Raznor's Rants

Costarring Raznor's reality-based friends!

Friday, May 20, 2005


What's in a Name? Especially if it's still a long-ass drive?!?

Posted by Ross

In your friendly neighborhood totalitarian regime, you're gonna have your petty criminals, rapists, murderers. It goes with the terrain of governing over huge swaths of population, and, as in the democratic world, there is a system in place to neutralize such deviations of society without it contaminating the populace.

But unlike the democratic world, your friendly neighborhood totalitarian regime doesn't take kindly to those who will speak or write in a manner that may portray said repressive regime in a negative light. In Iran, for example, there is a persistant government crackdown of bloggers, which has garnered some international press.

In "1984", you might recall, when Winston has been imprisoned, it is noted that the criminals, rapists and murderers are almost chummy with their captors, while the harshest, cruelest punishments are given to those who have dared place themselves at ideological odds with Big Brother.

It's the power of words. Because once a thing is said, once a thing is consumed by a populace, it cannot be unsaid, cannot be unconsumed, and this can many times place the powers-that-be in a precarious situation. So the Nazis burn books. The Catholics ban books. And the American populace... doesn't read books.

We've been witness, these past two weeks, to the phenomenal impact of the written word when a Newsweek article that mentioned Koran flushing at Guantanimo sparked violent, deadly protests in Afghanistan. Nevermind the Bush administration's masterful ability to deflect its own flagrant human rights violations onto the "liberal media; nor the fact that, whether Koran flushing actually happened, there is still compelling evidence that the Muslim holy book has been desecrated at Guantanimo; nor the fact that the article was merely the straw that broke the camel's back for the desperately poor, war-ravished Afghans.

What we are witnessing is the almighty power of the written word. And though this power may stem from the actual "words on the page," it also comes from interpretation, spin and, ultimately, the nebulous concept of "who's to blame?" Not that finger-pointing necessarily solves problems. But it did help get Bush re-elected.

And now we get to another fascinating chapter in the power of the written word: the Dodgers-Angels interleague series this weekend. Why so much news? It has to do with the Angels' name change over the off-season, in which they went from the Anaheim Angels (Anaheim, being the headquarters of former owner and Mein Fuhrer the Disney Corporation) to the Los Angeles Angels of Anaheim. This name change infuriated the town of Anaheim. Angry letters and lawsuits followed, but when the smoke had cleared, Los Angeles remained part of the Angels' name.

Nevermind that, well before the Dodgers trekked across the country from Brooklyn, the local team was the Los Angeles Angels of the legendary Pacific Coast League.

So, now that there are two LA baseball teams - in name only, of course - journalists, satirists and morons alike will beg the pointless question: "which is LA's real team?"

Of course the LA Metropolitan Area is so massive, it could easily fit a third Major League team (or fourth, if we include the San Diego Padres into the equation). But as far as I'm concerned, there's only one way in which the Angels will ever take the Dodgers' place as number one in LA: if they actually MOVE here.
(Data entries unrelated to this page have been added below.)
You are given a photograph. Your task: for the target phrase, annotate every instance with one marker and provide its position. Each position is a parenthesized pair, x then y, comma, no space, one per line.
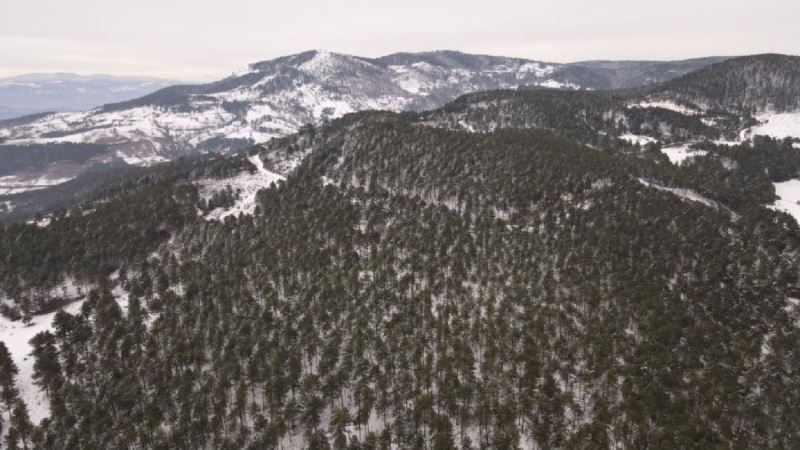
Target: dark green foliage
(414,287)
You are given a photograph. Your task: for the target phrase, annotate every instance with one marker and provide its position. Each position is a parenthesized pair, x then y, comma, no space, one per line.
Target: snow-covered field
(246,184)
(17,335)
(778,125)
(789,198)
(14,185)
(637,139)
(274,101)
(686,194)
(679,153)
(666,104)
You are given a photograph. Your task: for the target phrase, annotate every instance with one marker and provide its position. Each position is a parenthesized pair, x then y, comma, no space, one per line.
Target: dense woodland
(414,286)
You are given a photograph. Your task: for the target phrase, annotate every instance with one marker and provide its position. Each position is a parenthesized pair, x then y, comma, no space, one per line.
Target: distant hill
(32,93)
(758,83)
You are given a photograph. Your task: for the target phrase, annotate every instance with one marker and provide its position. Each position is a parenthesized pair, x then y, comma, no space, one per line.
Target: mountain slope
(750,84)
(408,285)
(274,98)
(32,93)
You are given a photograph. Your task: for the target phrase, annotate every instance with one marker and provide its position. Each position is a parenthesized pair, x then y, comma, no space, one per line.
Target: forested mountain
(507,271)
(586,116)
(750,84)
(34,93)
(627,74)
(271,99)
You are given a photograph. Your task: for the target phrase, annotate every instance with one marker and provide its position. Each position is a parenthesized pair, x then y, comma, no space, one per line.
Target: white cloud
(202,39)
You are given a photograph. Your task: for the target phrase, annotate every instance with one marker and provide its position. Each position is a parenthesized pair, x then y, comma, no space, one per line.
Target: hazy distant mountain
(756,84)
(31,93)
(624,74)
(277,97)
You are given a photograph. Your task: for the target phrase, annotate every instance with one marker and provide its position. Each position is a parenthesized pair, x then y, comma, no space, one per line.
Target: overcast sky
(205,39)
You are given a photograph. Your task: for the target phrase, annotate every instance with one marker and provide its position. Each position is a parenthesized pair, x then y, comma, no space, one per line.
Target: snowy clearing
(686,194)
(637,139)
(246,184)
(17,335)
(789,198)
(777,125)
(679,153)
(666,104)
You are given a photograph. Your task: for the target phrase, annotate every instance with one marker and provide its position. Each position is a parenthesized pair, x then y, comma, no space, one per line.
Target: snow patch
(777,125)
(246,184)
(637,139)
(555,84)
(679,153)
(686,194)
(17,335)
(788,198)
(666,104)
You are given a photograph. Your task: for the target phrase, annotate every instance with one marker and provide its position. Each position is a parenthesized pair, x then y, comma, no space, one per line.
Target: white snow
(777,125)
(16,335)
(246,184)
(12,184)
(667,104)
(789,198)
(677,154)
(686,194)
(555,84)
(637,139)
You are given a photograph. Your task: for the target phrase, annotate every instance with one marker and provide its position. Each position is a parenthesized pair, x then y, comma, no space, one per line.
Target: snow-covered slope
(32,93)
(275,98)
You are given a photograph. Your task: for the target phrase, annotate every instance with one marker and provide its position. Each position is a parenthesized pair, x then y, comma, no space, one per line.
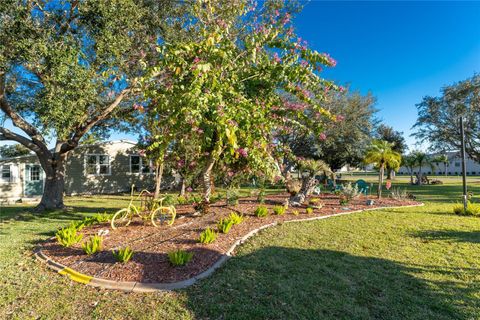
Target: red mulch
(150,261)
Do you realize what a fucking trek it is to go to Edison Field? Like an hour drive on ugly freeways through urban sprawl. And then, when the game's over, you get to get back on the freeway, where you crawl through the gridlock traffic created by the ballgame, until, an hour and a half later (if you're lucky), you finally get home.

I say let 'em keep the name. The White Sox and Cubs are both Chicago. The Yankees and Mets are both New York. The Lakers and Clippers are both LA, for fuck's sake.

So worry, if you must, about what's in a name. As for me, I'm more concerned with whether the Dodgers can field a productive third baseman.